For example, you are studying the affects of different alloys (1, 2, and 3) on the strength and flexibility of your company's building products. You first perform two separate ANOVAs but the results are not significant. Surprised, you plot the raw data for both response variables using individual value plots. These plots visually confirm the insignificant ANOVA results.
Because the response variables are correlated, you perform a MANOVA. This time the results are significant with p-values less than 0.05. You create a scatterplot to better understand the results.

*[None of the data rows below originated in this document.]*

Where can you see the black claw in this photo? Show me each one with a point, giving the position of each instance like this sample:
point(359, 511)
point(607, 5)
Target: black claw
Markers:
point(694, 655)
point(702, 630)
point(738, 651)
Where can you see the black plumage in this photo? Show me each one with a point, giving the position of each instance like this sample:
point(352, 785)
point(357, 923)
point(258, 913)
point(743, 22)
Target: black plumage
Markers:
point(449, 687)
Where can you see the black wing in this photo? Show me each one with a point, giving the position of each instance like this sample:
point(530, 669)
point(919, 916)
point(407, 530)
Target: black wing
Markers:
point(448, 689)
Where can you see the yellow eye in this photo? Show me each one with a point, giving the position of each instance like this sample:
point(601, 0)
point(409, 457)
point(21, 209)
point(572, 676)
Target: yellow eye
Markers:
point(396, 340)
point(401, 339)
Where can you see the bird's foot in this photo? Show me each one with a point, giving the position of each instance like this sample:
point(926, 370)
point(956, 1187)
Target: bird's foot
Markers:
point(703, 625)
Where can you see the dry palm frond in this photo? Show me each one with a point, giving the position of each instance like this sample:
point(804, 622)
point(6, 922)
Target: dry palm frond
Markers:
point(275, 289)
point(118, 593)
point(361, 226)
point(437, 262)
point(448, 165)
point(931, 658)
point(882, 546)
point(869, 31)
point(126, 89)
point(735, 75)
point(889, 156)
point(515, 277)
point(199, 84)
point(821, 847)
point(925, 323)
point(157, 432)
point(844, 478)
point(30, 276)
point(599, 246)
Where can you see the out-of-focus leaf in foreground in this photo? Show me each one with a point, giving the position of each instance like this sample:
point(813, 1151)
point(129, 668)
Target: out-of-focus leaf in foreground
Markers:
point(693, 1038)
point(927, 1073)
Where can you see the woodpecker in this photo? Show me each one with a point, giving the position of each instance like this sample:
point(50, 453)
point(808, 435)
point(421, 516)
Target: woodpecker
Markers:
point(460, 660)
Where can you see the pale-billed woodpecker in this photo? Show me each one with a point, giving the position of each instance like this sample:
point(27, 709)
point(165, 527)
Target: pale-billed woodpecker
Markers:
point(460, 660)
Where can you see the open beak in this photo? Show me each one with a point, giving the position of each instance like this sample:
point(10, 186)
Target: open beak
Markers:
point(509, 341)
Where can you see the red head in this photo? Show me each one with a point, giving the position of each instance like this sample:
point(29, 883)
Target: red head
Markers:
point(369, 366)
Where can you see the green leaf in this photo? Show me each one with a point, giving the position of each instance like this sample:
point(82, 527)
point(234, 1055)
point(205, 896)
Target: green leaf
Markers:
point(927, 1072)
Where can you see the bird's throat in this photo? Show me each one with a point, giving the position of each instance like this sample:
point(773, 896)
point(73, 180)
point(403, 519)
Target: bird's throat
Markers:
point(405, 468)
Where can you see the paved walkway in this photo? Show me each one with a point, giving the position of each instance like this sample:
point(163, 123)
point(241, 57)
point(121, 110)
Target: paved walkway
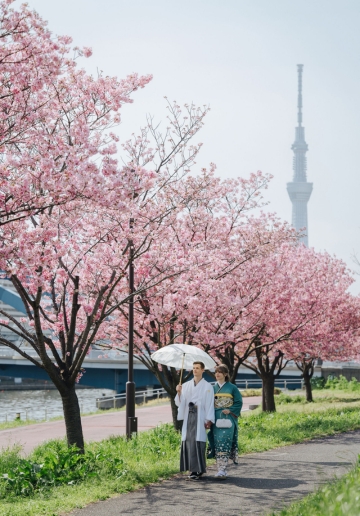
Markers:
point(260, 483)
point(95, 428)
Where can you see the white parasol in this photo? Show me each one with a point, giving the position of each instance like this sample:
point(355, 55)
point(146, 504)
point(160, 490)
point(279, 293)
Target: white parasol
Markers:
point(182, 356)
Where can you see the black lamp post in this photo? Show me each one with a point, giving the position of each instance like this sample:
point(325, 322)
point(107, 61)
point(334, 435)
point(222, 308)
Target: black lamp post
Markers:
point(131, 420)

The individual value plots show, from a univariate perspective, that the alloys do not significantly affect either strength or flexibility. However, the scatterplot of the same data shows that the different alloys change the relationship between the two response variables. That is, for a specified flexibility score, Alloy 3 usually has a higher strength score than Alloys 1 and 2. MANOVA can detect this type of multivariate response whereas ANOVA cannot.
Usually, you should graph the data before conducting any analyses because it will help you decide what approach is appropriate.
The SSCP matrices are displayed when you request the hypothesis matrices.
You can express the test statistics either as H, E, or H and E, or as the eigenvalues of E-1 H. You can request to have these eigenvalues displayed. (If the eigenvalues are repeated, corresponding eigenvectors are not unique and in this case, the eigenvectors Minitab displays and those in books or other software may not agree. The MANOVA tests, however, are always unique.)